The psychophysiology of generalized anxiety disorder: 2. Effects of applied relaxation

Muscle relaxation therapy assumes that generalized anxiety disorder (GAD) patients lack the ability to relax but can learn this in therapy. We tested this by randomizing 49 GAD patients to 12 weeks of Applied Relaxation (AR) or waiting. Before, during, and after treatment participants underwent relaxation tests. Before treatment, GAD patients were more worried than healthy controls (n=21) and had higher heart rates and lower end-tidal pCO2, but not higher muscle tension (A. Conrad, L. Isaac, & W.T. Roth, 2008). AR resulted in greater symptomatic improvement than waiting. However, 28% of the AR group dropped out of treatment and some patients relapsed at the 6-week follow-up. There was little evidence that AR participants learned to relax in therapy or that a reduction in anxiety was associated with a decrease in activation. We conclude that the clinical effects of AR in improving GAD symptoms are moderate at most and cannot be attributed to reducing muscle tension or autonomic activation.

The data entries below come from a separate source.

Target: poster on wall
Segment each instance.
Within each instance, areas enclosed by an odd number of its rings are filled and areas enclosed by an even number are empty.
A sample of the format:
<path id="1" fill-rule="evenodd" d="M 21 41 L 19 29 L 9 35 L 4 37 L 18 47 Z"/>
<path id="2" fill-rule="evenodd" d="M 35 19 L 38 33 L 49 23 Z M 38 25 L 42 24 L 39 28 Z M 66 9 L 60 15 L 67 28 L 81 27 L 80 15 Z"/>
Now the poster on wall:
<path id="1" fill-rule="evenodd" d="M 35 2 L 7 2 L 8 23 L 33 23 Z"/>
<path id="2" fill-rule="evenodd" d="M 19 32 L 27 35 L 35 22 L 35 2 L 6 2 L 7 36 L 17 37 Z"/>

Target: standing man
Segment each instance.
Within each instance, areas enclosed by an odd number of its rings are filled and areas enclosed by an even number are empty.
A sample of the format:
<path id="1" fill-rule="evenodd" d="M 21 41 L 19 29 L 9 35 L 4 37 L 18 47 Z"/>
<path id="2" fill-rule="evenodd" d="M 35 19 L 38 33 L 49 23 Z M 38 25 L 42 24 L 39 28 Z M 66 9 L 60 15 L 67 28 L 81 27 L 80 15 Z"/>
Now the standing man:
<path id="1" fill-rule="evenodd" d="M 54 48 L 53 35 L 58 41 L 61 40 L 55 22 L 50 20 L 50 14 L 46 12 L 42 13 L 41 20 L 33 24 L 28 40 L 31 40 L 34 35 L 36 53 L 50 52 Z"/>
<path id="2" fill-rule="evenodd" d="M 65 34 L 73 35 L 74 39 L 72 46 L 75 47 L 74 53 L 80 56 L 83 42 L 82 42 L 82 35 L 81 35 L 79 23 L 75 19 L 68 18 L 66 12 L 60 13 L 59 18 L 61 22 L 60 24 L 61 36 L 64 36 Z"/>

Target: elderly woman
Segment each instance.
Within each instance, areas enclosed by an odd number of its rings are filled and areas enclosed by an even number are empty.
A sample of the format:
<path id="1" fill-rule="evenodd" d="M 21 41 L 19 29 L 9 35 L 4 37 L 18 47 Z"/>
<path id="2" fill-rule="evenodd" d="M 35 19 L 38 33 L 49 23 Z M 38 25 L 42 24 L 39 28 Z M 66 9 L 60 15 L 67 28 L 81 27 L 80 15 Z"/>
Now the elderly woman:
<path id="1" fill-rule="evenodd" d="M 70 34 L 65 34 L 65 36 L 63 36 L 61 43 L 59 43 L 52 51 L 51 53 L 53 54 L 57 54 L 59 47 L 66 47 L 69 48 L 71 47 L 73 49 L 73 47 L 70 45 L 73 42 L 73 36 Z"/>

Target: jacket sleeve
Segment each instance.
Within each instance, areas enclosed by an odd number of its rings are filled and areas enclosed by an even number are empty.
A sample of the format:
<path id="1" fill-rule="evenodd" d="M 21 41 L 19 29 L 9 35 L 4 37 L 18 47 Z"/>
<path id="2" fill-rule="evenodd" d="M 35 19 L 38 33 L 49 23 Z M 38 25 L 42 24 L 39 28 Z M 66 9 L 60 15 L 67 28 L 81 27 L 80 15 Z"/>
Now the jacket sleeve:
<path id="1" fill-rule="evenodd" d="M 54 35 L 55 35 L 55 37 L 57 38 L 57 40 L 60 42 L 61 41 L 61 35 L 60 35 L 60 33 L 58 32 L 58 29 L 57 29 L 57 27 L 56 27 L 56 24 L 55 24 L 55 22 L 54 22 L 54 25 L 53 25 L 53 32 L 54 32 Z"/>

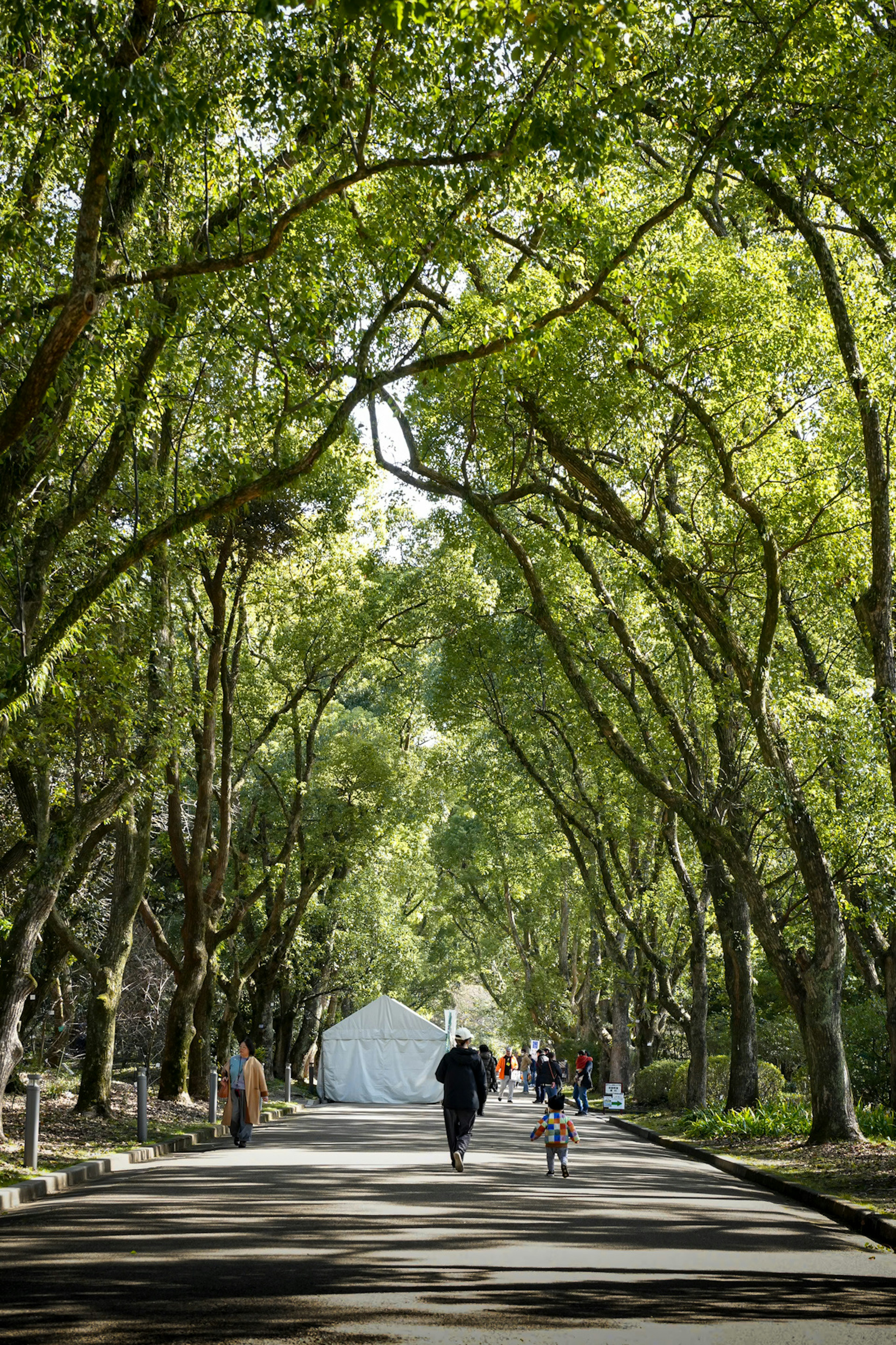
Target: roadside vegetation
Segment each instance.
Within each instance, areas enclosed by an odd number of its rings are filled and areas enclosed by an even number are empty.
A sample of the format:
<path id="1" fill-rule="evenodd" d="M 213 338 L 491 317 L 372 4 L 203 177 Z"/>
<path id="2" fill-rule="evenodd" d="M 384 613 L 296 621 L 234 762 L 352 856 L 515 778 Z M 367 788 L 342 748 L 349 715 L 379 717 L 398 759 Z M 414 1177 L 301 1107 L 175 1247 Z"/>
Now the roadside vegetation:
<path id="1" fill-rule="evenodd" d="M 21 0 L 0 105 L 3 1153 L 390 993 L 885 1157 L 892 7 Z"/>

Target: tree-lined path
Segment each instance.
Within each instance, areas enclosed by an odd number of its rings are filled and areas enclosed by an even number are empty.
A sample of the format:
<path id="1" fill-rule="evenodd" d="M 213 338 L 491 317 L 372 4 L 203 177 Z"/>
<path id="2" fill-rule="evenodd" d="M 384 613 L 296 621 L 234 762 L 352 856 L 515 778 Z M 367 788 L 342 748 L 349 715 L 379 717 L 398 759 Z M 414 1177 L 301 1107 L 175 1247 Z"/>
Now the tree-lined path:
<path id="1" fill-rule="evenodd" d="M 865 1345 L 896 1259 L 591 1118 L 544 1176 L 489 1103 L 467 1171 L 438 1108 L 325 1107 L 5 1219 L 0 1341 Z"/>

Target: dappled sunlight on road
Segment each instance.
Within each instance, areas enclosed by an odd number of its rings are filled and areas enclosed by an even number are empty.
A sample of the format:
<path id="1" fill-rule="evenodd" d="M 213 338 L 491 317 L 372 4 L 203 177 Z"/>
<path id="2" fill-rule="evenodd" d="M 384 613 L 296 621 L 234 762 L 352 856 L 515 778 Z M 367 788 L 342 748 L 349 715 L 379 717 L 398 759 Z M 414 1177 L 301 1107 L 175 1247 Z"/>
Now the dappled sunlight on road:
<path id="1" fill-rule="evenodd" d="M 893 1337 L 891 1254 L 600 1118 L 571 1178 L 548 1178 L 535 1115 L 489 1102 L 462 1176 L 438 1108 L 321 1107 L 244 1151 L 220 1143 L 31 1206 L 0 1225 L 28 1338 L 821 1345 L 819 1317 L 838 1345 Z"/>

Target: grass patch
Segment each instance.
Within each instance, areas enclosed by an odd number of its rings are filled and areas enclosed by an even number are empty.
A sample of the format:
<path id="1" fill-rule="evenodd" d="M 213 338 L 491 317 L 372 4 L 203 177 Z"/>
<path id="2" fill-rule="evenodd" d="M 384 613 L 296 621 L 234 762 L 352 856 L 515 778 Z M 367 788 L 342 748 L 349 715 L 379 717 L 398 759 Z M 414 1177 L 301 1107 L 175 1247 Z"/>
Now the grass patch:
<path id="1" fill-rule="evenodd" d="M 856 1145 L 813 1145 L 803 1135 L 758 1135 L 737 1130 L 719 1138 L 695 1135 L 696 1115 L 705 1112 L 650 1111 L 637 1118 L 639 1124 L 669 1135 L 688 1139 L 699 1149 L 713 1154 L 727 1154 L 739 1162 L 775 1173 L 786 1181 L 799 1182 L 823 1196 L 864 1205 L 877 1215 L 896 1219 L 896 1142 L 888 1138 L 868 1138 Z"/>
<path id="2" fill-rule="evenodd" d="M 5 1142 L 0 1143 L 0 1186 L 71 1167 L 87 1158 L 124 1153 L 137 1145 L 137 1088 L 120 1077 L 111 1085 L 113 1115 L 75 1115 L 78 1077 L 67 1072 L 44 1072 L 40 1091 L 39 1167 L 24 1166 L 26 1099 L 7 1093 L 3 1120 Z M 150 1093 L 148 1143 L 159 1145 L 208 1124 L 208 1103 L 159 1102 Z"/>

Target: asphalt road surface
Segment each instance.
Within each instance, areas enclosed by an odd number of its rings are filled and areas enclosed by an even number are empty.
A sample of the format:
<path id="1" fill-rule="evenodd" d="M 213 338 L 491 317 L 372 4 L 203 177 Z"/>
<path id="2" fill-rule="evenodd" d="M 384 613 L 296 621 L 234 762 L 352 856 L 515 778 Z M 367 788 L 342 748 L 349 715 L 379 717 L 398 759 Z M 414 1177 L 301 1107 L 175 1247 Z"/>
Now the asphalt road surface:
<path id="1" fill-rule="evenodd" d="M 896 1341 L 893 1252 L 600 1116 L 548 1178 L 536 1116 L 458 1174 L 437 1107 L 321 1107 L 7 1215 L 0 1341 Z"/>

Physiological evaluation of psychological treatments for anxiety

Classification of mental disorders has been greatly influenced by a medical model postulating biological abnormalities that underlie its divisions. Particularly in anxiety disorders, physiological symptoms are part of the Diagnostic and Statistical Manual criteria. Therefore, successful therapy should influence physiological as well as cognitive–verbal expressions of anxiety. Nevertheless, despite the well-known limitations of self-report, physiological outcome measures have only occasionally been employed. We searched the literature for treatment studies that attempted to make a physiological argument for the efficacy of a psychological treatment for anxiety. Our search found only a few methodologically sound examples, where normalization of self-report and physiological measures corresponded. The most convincing studies dealt with the treatment of specific phobias and post-traumatic stress disorder.